Dear @subwaystation @AndreaGuarracino,

Wow, that sounds good! I'll try it as soon as possible. I will also try the odgi explode method. Thanks!

Best ,Du

GeorgeBGM commented 12 months ago

Dear @subwaystation @AndreaGuarracino,

I would like to ask if extracting the sequence based on intervals (-b BED file) will extract the excess sequence?(https://github.com/pangenome/odgi/issues/526)

When there are more intervals, a large number of sequences will be extracted, how can I de-redundancy these sequences? Is it possible to divide the data into several parts and redundant them separately or is there any other suggestion? Or do you recommend using VCF files directly?

subwaystation commented 12 months ago

Dear @George-du,

as far as I understood only with -E you will extract excess sequence.

I think there are several options for you:

How would like the VCF file to interact with the graph? Or would you like to project the graph into a VCF and then work with it? If you want to take a look at the variants within your ranges, I would rather first project into a VCF using vg deconstruct and then take a look at the variants. So you don't miss something.

GeorgeBGM commented 12 months ago

Dear @subwaystation @AndreaGuarracino,

I will test it as you suggest. Best, Du

ekg commented 12 months ago

There is odgi procbed to project path annotations into the final path names after extract.

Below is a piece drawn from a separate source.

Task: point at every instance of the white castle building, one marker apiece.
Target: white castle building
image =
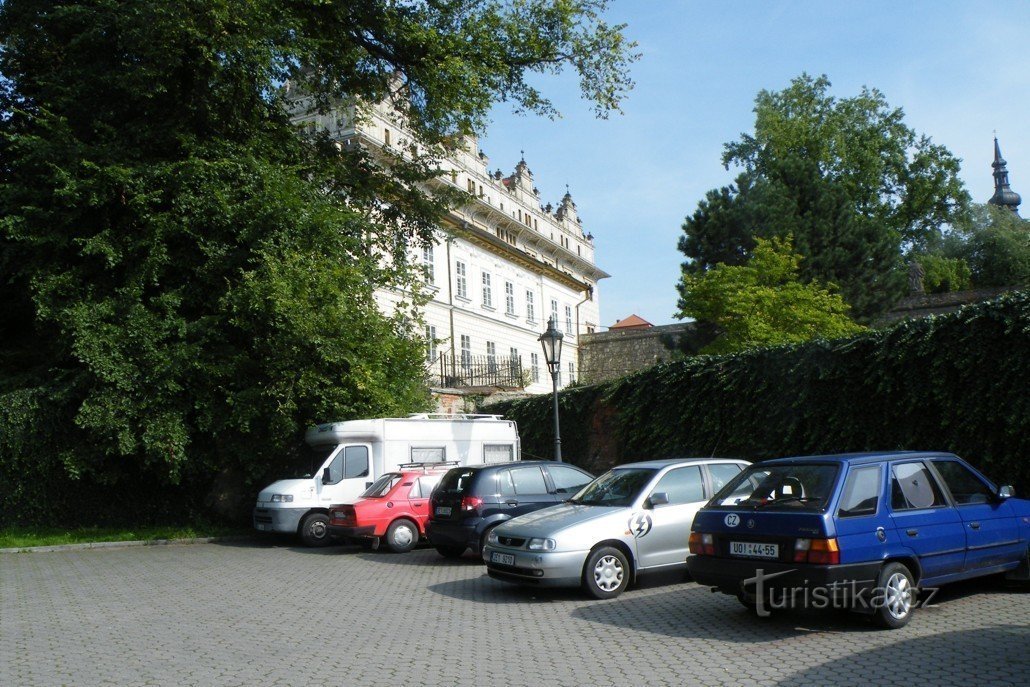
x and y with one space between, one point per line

On Fri, Sep 1, 2023, 05:52 George-du @.***> wrote:

Dear @subwaystation https://github.com/subwaystation @AndreaGuarracino https://github.com/AndreaGuarracino,

I will test it as you suggest. Best, Du

— Reply to this email directly, view it on GitHub https://github.com/pangenome/odgi/issues/516#issuecomment-1702559346, or unsubscribe https://github.com/notifications/unsubscribe-auth/AABDQELHRTSHLQ4YKYIE6VDXYG473ANCNFSM6AAAAAAZ4ZCSVU . You are receiving this because you are subscribed to this thread.Message ID: @.***>

GeorgeBGM commented 11 months ago

Dear @subwaystation @AndreaGuarracino @ekg

I tried it as your suggested and found that this is much slower, which seems to extract one region at a time. Using the following command,1289 regions can be extracted in 20h. _odgi extract -i $GRAPH -b Tissue_All_Non-HERV_Coding-region_Merge_Anno_needshuffle.bed -c 0 -d 0 -t 30 -P -s -E Maybe splitting chromosomes regions (odgi explode) or even cutting the region BED file will speed up this operation, but It will generate a lot of intermediate processing files.

Best, Du

subwaystation commented 10 months ago

@AndreaGuarracino Any ideas how to speed this up?